AT&T Data Breach Affects All Customers of Wireless Communications
On July 13, 2024, AT&T published a SEC filing regarding the several-month investigation of the malicious activity. As it turned out, the hackers managed to get access to company’s databases and keep it for several weeks. From April 14 to April 25, 2024, threat actors extracted quite a substantial amount of information about the customers of the company and related organizations (MVNOs).
List of mobile virtual network operators affected by the breach
- Good2Go
- Unreal Mobile
- Wing
- TracFone Wireless
- FreedomPop
- Cricket Wireless
- Boost Infinite
- H2O Wireless
- Consumer Cellular
- PureTalk
- Straight Talk Wireless
- Black Wireless
In particular, AT&T discloses the leakage of files that contain data about calls and SMS sent between numbers (date, call durations, phone numbers etc). The actuality of the leak, however, is in question: adversaries allegedly got their hands only on older databases, specifically one that have kept records from May to October 2022. It is not clear from the company’s filing whether hackers had access to more files, but exfiltrated only this part, or this was the only piece of data they managed to get to.
But even with this, lesser scale of the breach, the consequences are not ones to ignore. The data from the exact breach contains so-called cell site identification numbers. Those are special codes that identify the cell tower(s) each of the call participants were connected to. With that info, and also data from several other leaks from AT&T, especially ones that coincide in dates with what was leaked, hackers can get detailed information on who, where from and how long was talking.
How did AT&T Hack Happen?
Following the disclosure of the hack, a spokesperson of AT&T disclosed that the hack take place at Snowflake’s cloud DBs. As it turned out earlier, the cloud tech company ignored important account protection measures, which led to a massive number of companies getting consequently hacked. And AT&T appears to be yet another victim. Hackers appear to access databases that the telecom company kept in the Snowflake cloud storages.
The ongoing investigation already figured out that the Snowflake’s flaws are exploited by one specfic group of cybercriminals.
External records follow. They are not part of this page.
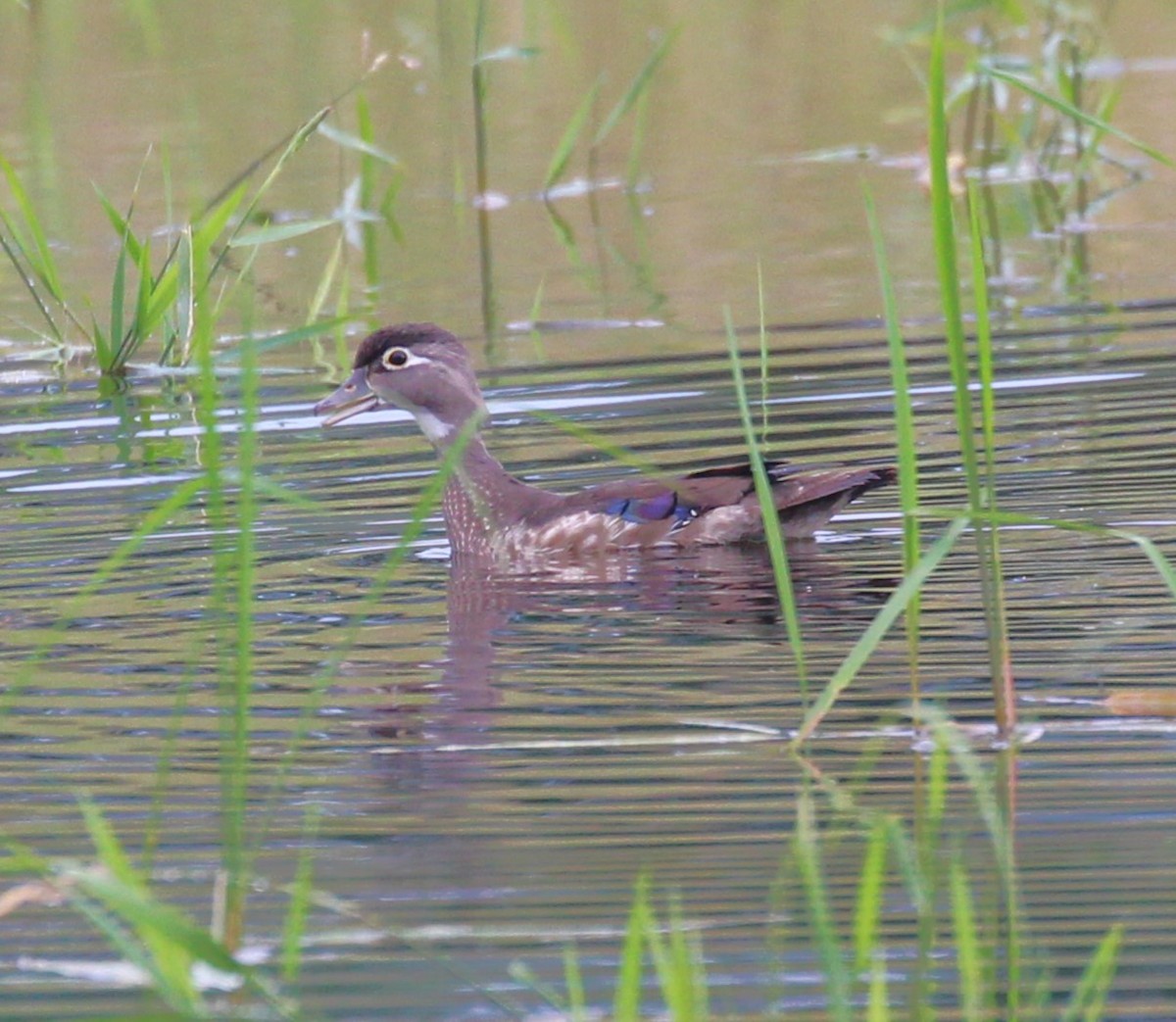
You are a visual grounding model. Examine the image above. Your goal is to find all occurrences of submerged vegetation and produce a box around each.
[0,2,1176,1022]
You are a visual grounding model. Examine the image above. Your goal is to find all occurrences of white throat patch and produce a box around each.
[411,408,453,445]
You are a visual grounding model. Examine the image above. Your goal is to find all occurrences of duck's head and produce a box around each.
[314,323,486,446]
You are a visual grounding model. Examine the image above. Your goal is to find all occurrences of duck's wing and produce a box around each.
[531,461,895,546]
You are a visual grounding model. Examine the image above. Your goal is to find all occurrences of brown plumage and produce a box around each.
[316,323,895,557]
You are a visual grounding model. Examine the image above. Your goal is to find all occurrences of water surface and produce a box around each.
[0,2,1176,1018]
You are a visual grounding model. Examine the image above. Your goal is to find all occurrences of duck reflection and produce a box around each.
[374,541,894,746]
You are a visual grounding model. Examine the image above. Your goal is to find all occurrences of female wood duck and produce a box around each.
[314,323,895,558]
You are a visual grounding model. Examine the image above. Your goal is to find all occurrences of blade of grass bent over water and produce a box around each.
[723,307,808,694]
[793,515,971,745]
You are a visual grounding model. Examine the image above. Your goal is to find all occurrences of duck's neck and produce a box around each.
[429,418,548,554]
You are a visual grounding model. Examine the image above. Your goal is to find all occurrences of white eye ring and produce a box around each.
[380,348,413,369]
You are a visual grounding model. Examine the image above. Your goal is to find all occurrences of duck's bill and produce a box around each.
[314,369,380,425]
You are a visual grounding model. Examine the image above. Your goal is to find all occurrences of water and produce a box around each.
[0,2,1176,1018]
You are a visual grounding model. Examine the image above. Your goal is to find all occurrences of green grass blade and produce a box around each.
[78,799,196,1002]
[982,64,1176,167]
[864,188,922,672]
[318,122,400,167]
[612,874,649,1022]
[543,76,604,192]
[0,225,65,343]
[1060,923,1123,1022]
[228,218,339,248]
[0,149,65,298]
[794,515,971,745]
[854,820,890,973]
[793,792,854,1022]
[592,28,681,149]
[564,945,588,1022]
[865,955,890,1022]
[108,233,128,372]
[723,307,808,692]
[93,184,142,263]
[949,856,993,1022]
[282,803,322,983]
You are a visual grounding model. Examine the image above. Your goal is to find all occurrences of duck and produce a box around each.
[314,322,896,559]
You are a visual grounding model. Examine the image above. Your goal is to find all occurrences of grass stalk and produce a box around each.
[723,307,808,693]
[928,0,1016,735]
[793,792,854,1022]
[864,188,922,703]
[793,515,971,746]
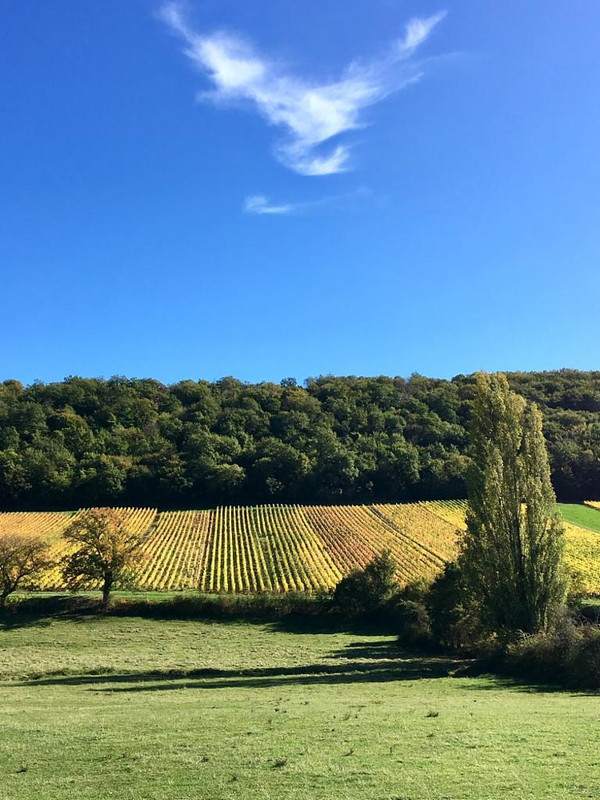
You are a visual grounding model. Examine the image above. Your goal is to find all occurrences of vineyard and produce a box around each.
[0,500,600,594]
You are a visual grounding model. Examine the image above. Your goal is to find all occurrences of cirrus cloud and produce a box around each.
[161,2,446,177]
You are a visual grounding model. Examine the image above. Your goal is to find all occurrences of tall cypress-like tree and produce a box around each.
[460,374,566,633]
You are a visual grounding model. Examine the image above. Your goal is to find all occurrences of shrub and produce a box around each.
[333,550,398,616]
[504,609,600,689]
[427,563,483,650]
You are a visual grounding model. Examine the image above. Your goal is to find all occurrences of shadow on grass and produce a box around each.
[0,593,395,634]
[18,639,490,692]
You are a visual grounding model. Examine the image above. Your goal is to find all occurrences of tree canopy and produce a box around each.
[62,508,141,603]
[459,374,566,633]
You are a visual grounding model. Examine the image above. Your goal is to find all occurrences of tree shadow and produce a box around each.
[0,594,102,631]
[18,639,488,692]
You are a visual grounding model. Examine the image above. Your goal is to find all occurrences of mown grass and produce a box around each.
[558,503,600,533]
[0,614,600,800]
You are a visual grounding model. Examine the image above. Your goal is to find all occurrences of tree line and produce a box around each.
[0,370,600,509]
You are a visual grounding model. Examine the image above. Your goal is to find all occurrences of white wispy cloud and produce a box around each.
[244,194,296,214]
[161,2,446,175]
[242,186,373,214]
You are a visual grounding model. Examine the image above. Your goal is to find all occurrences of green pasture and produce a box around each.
[558,503,600,533]
[0,613,600,800]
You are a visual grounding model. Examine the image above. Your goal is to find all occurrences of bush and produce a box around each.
[504,609,600,689]
[333,550,398,616]
[427,563,484,650]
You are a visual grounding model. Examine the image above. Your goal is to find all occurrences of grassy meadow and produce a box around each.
[0,614,600,800]
[558,503,600,533]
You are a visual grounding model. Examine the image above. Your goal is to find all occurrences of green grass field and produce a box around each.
[0,615,600,800]
[558,503,600,533]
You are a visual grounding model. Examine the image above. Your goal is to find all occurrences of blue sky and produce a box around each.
[0,0,600,383]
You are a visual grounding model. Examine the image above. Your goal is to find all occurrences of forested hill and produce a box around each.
[0,370,600,508]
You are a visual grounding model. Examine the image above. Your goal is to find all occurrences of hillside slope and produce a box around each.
[0,501,600,594]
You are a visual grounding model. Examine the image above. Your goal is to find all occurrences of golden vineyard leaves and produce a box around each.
[0,501,600,593]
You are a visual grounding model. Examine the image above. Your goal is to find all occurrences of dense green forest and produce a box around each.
[0,370,600,509]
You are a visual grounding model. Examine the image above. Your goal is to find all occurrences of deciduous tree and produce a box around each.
[0,532,51,611]
[62,508,141,605]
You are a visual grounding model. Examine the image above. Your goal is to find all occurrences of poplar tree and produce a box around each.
[460,374,566,634]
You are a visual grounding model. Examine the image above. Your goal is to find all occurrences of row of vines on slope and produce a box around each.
[0,501,600,593]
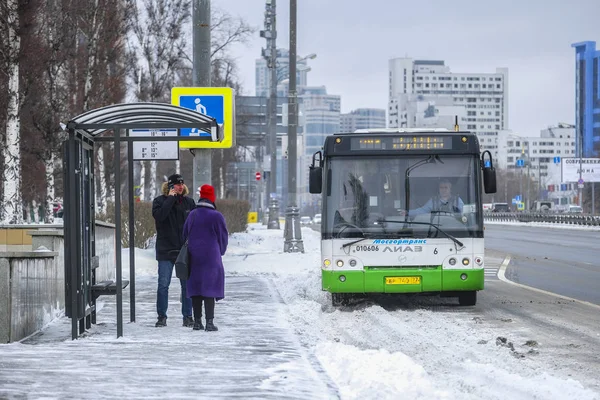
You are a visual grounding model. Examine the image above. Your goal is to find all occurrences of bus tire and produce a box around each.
[458,290,477,306]
[331,293,349,307]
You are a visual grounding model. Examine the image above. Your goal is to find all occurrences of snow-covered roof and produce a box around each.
[63,103,221,137]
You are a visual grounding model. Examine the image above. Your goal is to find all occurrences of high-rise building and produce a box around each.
[496,123,577,205]
[572,42,600,157]
[340,108,385,132]
[388,58,508,156]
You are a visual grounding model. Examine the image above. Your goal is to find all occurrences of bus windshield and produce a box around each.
[321,155,483,238]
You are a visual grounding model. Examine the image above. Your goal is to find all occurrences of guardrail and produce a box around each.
[483,213,600,226]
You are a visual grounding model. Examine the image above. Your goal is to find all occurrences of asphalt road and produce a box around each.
[485,224,600,305]
[478,280,600,391]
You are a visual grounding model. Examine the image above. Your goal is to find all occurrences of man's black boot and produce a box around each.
[154,317,167,328]
[206,318,219,332]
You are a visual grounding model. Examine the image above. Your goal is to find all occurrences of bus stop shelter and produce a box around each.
[62,103,223,339]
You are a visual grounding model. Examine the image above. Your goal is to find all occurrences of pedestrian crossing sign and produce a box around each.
[171,87,235,149]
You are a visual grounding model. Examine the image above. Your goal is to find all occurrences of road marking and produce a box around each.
[498,256,600,309]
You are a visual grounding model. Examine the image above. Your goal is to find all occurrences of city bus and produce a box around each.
[309,127,496,306]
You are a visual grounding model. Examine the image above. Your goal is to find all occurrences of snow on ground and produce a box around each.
[224,224,600,399]
[485,220,600,231]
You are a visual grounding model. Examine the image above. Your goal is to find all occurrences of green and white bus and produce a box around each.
[309,129,496,306]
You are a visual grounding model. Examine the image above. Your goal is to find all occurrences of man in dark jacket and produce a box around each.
[152,174,196,327]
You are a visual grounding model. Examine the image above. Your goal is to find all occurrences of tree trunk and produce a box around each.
[44,152,55,224]
[96,146,108,215]
[2,0,23,224]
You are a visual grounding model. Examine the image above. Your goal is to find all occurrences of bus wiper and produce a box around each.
[380,219,465,250]
[342,233,374,249]
[342,230,412,249]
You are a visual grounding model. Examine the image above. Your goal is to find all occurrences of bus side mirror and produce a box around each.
[481,150,496,193]
[308,151,323,194]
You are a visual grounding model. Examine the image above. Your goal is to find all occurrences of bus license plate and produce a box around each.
[385,276,421,285]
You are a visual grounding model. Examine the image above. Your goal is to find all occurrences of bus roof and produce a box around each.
[354,128,464,133]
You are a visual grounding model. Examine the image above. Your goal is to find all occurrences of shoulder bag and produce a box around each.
[175,211,194,281]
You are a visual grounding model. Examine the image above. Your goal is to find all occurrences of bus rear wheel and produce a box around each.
[458,291,477,306]
[331,293,350,307]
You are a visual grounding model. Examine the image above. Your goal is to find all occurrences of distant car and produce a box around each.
[313,214,321,225]
[565,204,583,214]
[52,201,64,218]
[300,217,312,226]
[492,203,510,212]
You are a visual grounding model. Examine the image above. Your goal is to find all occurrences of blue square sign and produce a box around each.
[171,87,235,149]
[179,95,225,136]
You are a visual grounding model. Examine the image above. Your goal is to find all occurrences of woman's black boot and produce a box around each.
[194,318,204,331]
[205,318,219,332]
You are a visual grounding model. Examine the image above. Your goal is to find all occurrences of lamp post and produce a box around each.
[283,0,304,253]
[260,0,279,229]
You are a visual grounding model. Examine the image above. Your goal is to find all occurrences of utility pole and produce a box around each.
[190,0,212,201]
[260,0,280,229]
[577,125,584,209]
[283,0,304,253]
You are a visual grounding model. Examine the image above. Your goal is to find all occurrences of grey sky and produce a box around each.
[212,0,600,135]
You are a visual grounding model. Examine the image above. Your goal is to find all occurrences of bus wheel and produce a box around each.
[458,291,477,306]
[331,293,349,307]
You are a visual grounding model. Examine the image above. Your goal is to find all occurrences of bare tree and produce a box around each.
[0,0,23,224]
[127,0,190,198]
[179,7,256,197]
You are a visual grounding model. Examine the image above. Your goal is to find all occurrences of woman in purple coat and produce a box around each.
[183,185,228,331]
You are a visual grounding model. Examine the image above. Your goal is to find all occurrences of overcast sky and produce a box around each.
[211,0,600,136]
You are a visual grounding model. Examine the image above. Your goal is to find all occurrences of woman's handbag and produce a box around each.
[175,240,190,281]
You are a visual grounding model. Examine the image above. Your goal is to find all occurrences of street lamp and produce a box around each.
[283,0,302,253]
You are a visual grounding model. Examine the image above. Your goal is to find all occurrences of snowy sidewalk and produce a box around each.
[0,276,337,399]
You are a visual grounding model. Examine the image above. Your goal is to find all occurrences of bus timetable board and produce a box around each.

In particular, Mandiant names several citizens of North American countries and Turkey as guilty for all these attacks. Still, despite the power of US law enforcements, these actors are not detained yet.
Should I be concerned?
Although the potential of the breach is rather high, the leaked data is useful almost exclusively in targeted attacks. AT&T specifically pointed out that hackers did not leak any sensitive information, like SSN or personal info.
Nonetheless, the company likely has something it does not want to disclose, as they promise to “notify the customers about their data exposed in the breach”. Sure enough, this may touch just the phone calls and SMS that I’ve mentioned above. But it is a bad idea to underestimate what hackers could have leaked – this never went well historically.